We know that Zip is the standard cross-platform archiving tool. gzip with tar is the standard archiving tool in Linux. So, why use xz at all?
xz creates much smaller archives than gzip while using the same options as gzip. Therefore, we can consider xz a better drop-in replacement for gzip. We’ll test the claim of smaller archives in a later section.
The disadvantage of xz is that it doesn’t ship with all Linux distributions. But we can install it with either yum or apt.
3. Using xz for Single Files
Let’s use xz to compress a single file. Except for the program name, the usage is identical to gzip:
xz -v data.csv
This command compresses the file data.csv and replaces it with the file data.csv.xz. The -v option lets xz display progress information.
xz has the same compression levels 1-9 as gzip. The default compression is 6. But unlike gzip, that default compression level may not be a good compromise between speed and compression ratio as we’ll see in a later section. So here’s how we compress a file with the minimum compression level 1:
xz -v1 data.csv
Unlike gzip, there is no separate program for decompressing a file. Instead, we use the -d option to decompress a single file:
xz -dv data.csv.xz
This decompresses the file data.csv.xz and replaces it with data.csv. The -v option also displays progress information here.
4. Using tar With xz for Multiple Files and Directories
Just like with gzip, xz compresses only a single file. That’s why we also have to use xz together with the tar archiving utility to compress multiple files or entire directories:
tar cJvf archive.tar.xz *.csv
- We compress all files with a csv extension in the current directory into the compressed archive, archive.tar.xz
- The J option enables compression with xz
- Because of the v option, tar shows which files are added to the archive
- Unlike xz and gzip, tar doesn’t delete the input files after it creates the archive
Which xz compression level does tar pick? It depends on our version of tar, but it probably is the default compression level 6. How can we change that?
tar allows setting the compression program through the –use-compress-program option. We use this option to set the compression level, too. Here, we specify the minimum compression level 1:
tar cvf archive.tar.xz --use-compress-program='xz -1' *.csv
Please note that we removed the J option here because –use-compress-program already sets the compression program.
Decompressing a tar archive with xz is also a single step and identical to gzip (except for the different file extension):
tar xvf archive.tar.xz
- We decompress the file archive.tar.xz and extract its content into the current directory
- We don’t have to tell tar to decompress with xz. tar does this automatically by inspecting the file and detecting the xz compression
- Because of the v option, tar shows which files are extracted from the archive
- Unlike xz, tar doesn’t delete the archive file after the extraction is complete
5. Faster Compression With Multithreading
Unlike gzip, xz supports multithreading directly, which speeds up compression.

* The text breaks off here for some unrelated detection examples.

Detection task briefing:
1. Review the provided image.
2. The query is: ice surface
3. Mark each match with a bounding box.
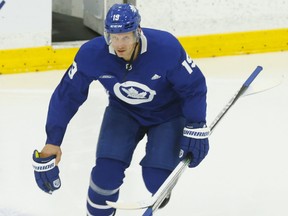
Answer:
[0,52,288,216]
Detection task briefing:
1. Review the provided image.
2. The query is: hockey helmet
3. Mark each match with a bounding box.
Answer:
[104,4,141,44]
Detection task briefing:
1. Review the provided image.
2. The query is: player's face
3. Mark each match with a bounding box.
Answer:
[111,32,136,61]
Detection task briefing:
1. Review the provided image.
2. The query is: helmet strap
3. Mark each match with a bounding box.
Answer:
[126,42,138,71]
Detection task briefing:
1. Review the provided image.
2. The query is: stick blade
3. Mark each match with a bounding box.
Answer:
[106,199,154,210]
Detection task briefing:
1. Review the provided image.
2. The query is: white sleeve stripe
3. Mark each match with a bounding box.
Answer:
[32,158,56,172]
[87,196,111,209]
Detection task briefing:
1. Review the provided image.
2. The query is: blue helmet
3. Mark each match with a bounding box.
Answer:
[105,4,141,34]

By default, xz uses just a single thread. We can specify the number of threads with the -T option. A value of 0 tells xz to use one thread for every available CPU core. That’s generally a good default value to use:
xz -vT0 data.csv
And here, we’ll use three threads:
xz -vT3 data.csv
Unlike unpigz, decompression with xz doesn’t benefit from multithreading.

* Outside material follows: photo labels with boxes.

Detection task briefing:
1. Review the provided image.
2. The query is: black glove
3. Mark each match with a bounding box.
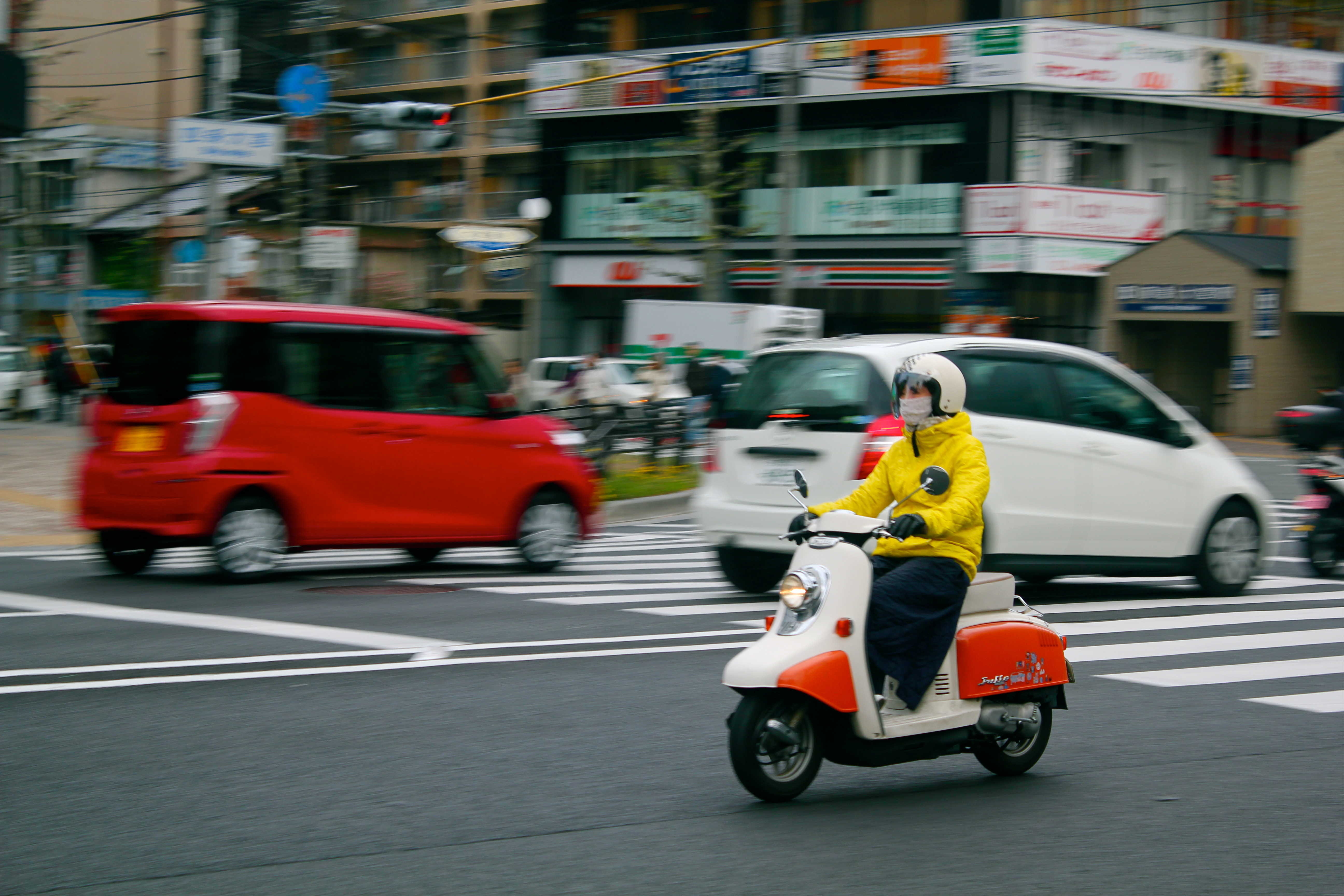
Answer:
[788,513,817,544]
[887,513,925,539]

6. Using Multithreading With tar
Previously, we specified the compression level with the –use-compress-program option. Now, we enable multithreading through the same –use-compress-program option by setting the number of threads. Here, we use one thread for every CPU core again:
tar cvf archive.tar.xz --use-compress-program='xz -1T0' *.csv
Because decompression with xz doesn’t benefit from multithreading, we don’t need to set particular options for decompressing xz archives with tar.
7. Testing Archive Sizes With xz
Previously, we stated that xz creates smaller archives than gzip. To test this claim, we used the same 818 MB CSV file, and the same computer with six CPU cores and hyperthreading, as we used to test gzip in Linux.
We compared xz to pigz, a gzip implementation that uses multithreading for faster compression and decompression.
- Both archiving tools saturated the CPU in our tests. pigz does this by default, xz because of the -T0 option
- At compression level 7 out of 9, pigz compressed the 818 MB CSV file down to 95 MB in 4 seconds. Higher compression levels didn’t produce meaningfully smaller archives
- In the same 4 seconds, xz compressed the file to just 48 MB, which was 49% smaller than pigz. xz used compression level 1 out of 9 for this
- With compression level 5, xz produced the smallest archive at 29 MB, which was 69% smaller than pigz. But at 70 seconds, xz also took nearly 18 times as long! Compression levels six and beyond hugely increased the compression time for a negligible 1% reduction in archive size
So we’ve demonstrated that xz does indeed create much smaller archives than gzip.
In this short article, we first saw when we might choose xz over Zip and gzip. We then learned how to compress and decompress single files with xz.
Next, we looked at how we can use tar with xz to compress and decompress multiple files and directories.
And finally, we discovered how multithreading speeds up the compression on modern computers.